The number of Ebola cases worldwide has passed 10,000, according to the World Health Organization (WHO), as the outbreak continues to spread.
Authorities in Mali were scrambling to contain fears yesterday (Saturday) after the death of a two-year-girl who had travelled 700 miles on the country's bus network before receiving treatment.
President Barack Obama tried to reassure a panicking public in the US after two states imposed compulsory quarantine for doctors and nurses arriving home after treating patients overseas.
The health organisation says the number of cases is growing exponentially in Guinea, Liberia and Sierra Leone.
The outbreak is the worst in history. Yesterday's statistics put the total at 10,141. Of those, 4,922 people had died.
The United Nations' health arm has said repeatedly that even those figures are likely to underestimate the true scale of the outbreak as many people have been unable or too frightened to seek medical care.
Four WHO experts are on their way to Mali, the sixth West African country to record an Ebola case, to reinforce its team there.
Markatche Daou, a spokesman for the Malian ministry of health, said the girl had arrived from Guinea, where she had visited Kissidougou, the town where the outbreak was first identified last December.
"Everyone who had contact with the girl is under medical surveillance," he said.
Health organisation experts warned that many people in Mali had potentially been exposed to the virus because the toddler travelled across the country while she displayed symptoms. More than 40 people with whom she was in contact, including 10 health care workers, are being monitored for symptoms such as fever.
So far, only 27 cases have occurred outside the most badly hit three countries. But the WHO has identified 15 other African nations at high risk of importing the disease.
However, hopes have been raised for trials of vaccines, which could begin in West Africa in December, earlier than expected, and hundreds of thousands of doses should be available for use by the middle of next year.
Meanwhile, authorities in New York have begun disinfecting bars and restaurants visited by Craig Spencer, a 33-year-old doctor, who tested positive for the disease on Thursday night.
The case sparked anxiety among New Yorkers, who complained that Dr Spencer should have been quarantined on returning from Guinea, where he had been treating Ebola patients with the medical charity Medecins Sans Frontieres.
Biohazard teams have cleaned Dr Spencer's apartment and a bowling alley he visited shortly before being taken ill.
Friends said he was well enough to practise yoga in hospital.
Dr Mary Travis Bassett, the city health commissioner, defended Dr Spencer, pointing out that he had quarantined himself as soon as he displayed symptoms.

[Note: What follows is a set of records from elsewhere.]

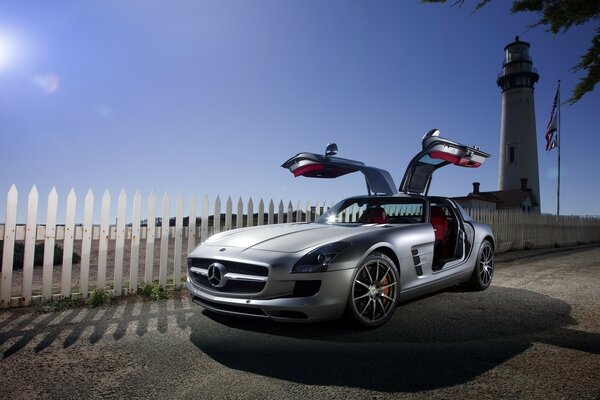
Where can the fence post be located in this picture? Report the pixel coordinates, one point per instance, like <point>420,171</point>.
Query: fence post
<point>164,242</point>
<point>178,241</point>
<point>9,246</point>
<point>271,213</point>
<point>217,216</point>
<point>228,212</point>
<point>49,243</point>
<point>298,213</point>
<point>261,212</point>
<point>67,268</point>
<point>150,236</point>
<point>192,224</point>
<point>86,243</point>
<point>30,237</point>
<point>240,214</point>
<point>250,213</point>
<point>135,242</point>
<point>280,212</point>
<point>204,220</point>
<point>120,243</point>
<point>103,244</point>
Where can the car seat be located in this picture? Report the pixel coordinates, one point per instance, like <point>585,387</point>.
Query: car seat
<point>375,215</point>
<point>441,231</point>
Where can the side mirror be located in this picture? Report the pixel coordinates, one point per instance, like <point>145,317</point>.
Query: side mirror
<point>331,150</point>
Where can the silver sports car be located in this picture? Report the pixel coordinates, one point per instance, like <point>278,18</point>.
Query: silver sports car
<point>361,258</point>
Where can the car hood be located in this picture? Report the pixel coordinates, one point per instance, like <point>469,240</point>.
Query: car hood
<point>286,238</point>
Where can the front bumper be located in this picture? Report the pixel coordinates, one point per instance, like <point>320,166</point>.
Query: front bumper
<point>328,303</point>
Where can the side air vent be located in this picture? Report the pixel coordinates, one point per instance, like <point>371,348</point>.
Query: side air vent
<point>417,262</point>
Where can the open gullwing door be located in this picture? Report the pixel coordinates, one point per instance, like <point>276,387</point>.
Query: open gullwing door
<point>437,153</point>
<point>311,165</point>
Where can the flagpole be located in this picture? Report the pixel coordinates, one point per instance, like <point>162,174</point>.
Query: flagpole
<point>558,145</point>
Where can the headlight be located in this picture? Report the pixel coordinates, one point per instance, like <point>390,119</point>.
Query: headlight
<point>319,259</point>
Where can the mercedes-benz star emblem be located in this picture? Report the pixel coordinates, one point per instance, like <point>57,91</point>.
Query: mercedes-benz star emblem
<point>216,275</point>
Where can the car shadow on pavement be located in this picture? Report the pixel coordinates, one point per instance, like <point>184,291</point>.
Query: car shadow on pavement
<point>437,341</point>
<point>27,328</point>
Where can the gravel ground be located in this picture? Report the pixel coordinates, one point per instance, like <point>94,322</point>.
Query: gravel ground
<point>534,334</point>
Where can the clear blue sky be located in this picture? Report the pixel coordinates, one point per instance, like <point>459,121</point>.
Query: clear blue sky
<point>210,97</point>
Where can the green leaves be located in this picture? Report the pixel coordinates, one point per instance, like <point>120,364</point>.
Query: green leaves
<point>559,16</point>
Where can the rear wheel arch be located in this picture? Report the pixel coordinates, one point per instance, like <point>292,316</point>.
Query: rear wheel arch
<point>390,253</point>
<point>491,240</point>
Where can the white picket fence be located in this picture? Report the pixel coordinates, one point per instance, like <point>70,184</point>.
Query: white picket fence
<point>111,252</point>
<point>518,230</point>
<point>103,247</point>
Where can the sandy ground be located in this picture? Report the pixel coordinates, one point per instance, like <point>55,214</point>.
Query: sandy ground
<point>534,334</point>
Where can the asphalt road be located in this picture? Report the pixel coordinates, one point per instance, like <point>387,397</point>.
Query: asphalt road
<point>534,334</point>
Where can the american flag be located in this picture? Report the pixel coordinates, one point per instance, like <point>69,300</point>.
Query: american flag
<point>551,129</point>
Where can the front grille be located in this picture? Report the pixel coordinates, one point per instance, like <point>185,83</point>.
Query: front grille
<point>233,267</point>
<point>230,286</point>
<point>242,283</point>
<point>228,307</point>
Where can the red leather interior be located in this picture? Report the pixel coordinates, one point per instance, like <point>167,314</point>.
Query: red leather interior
<point>374,216</point>
<point>439,222</point>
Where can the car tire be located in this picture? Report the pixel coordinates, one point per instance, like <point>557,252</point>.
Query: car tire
<point>374,291</point>
<point>484,268</point>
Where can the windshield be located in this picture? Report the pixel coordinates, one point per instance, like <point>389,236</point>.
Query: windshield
<point>375,210</point>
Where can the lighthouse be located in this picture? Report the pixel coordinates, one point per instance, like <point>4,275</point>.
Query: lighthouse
<point>518,161</point>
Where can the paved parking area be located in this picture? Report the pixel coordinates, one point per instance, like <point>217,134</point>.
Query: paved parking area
<point>534,334</point>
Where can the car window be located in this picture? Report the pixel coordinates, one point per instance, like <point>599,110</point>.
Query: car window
<point>375,211</point>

"There's this young guy who went over there, really doing the right thing, the courageous thing, and he handled himself really well," she told The New York Times. "I don't want anyone portraying him as reckless."
At the same time, health officials in New Jersey said a nurse who developed a fever on Friday after returning from West Africa had tested negative for Ebola.
She was the first person to be quarantined on arrival at a US airport, following the introduction of tough new rules in New York and New Jersey.
They were imposed amid criticism that Washington was not doing enough to prevent the disease being carried into the US and calls for a complete ban on passengers arriving from West Africa.
Andrew Cuomo, governor of New York, said: "A voluntary Ebola quarantine is not enough. This is too serious a public health situation to leave to the honour system of compliance.
"I think increasing the screening procedures is necessary and reduces the risk to New Yorkers and people in New Jersey."
Health workers who have had contact with Ebola patients now face 21 days in isolation when they arrive back in the two states.
President Obama used his weekly Saturday address to reassure Americans. He said the disease was difficult to catch and that all seven Americans who had contracted Ebola had been treated successfully.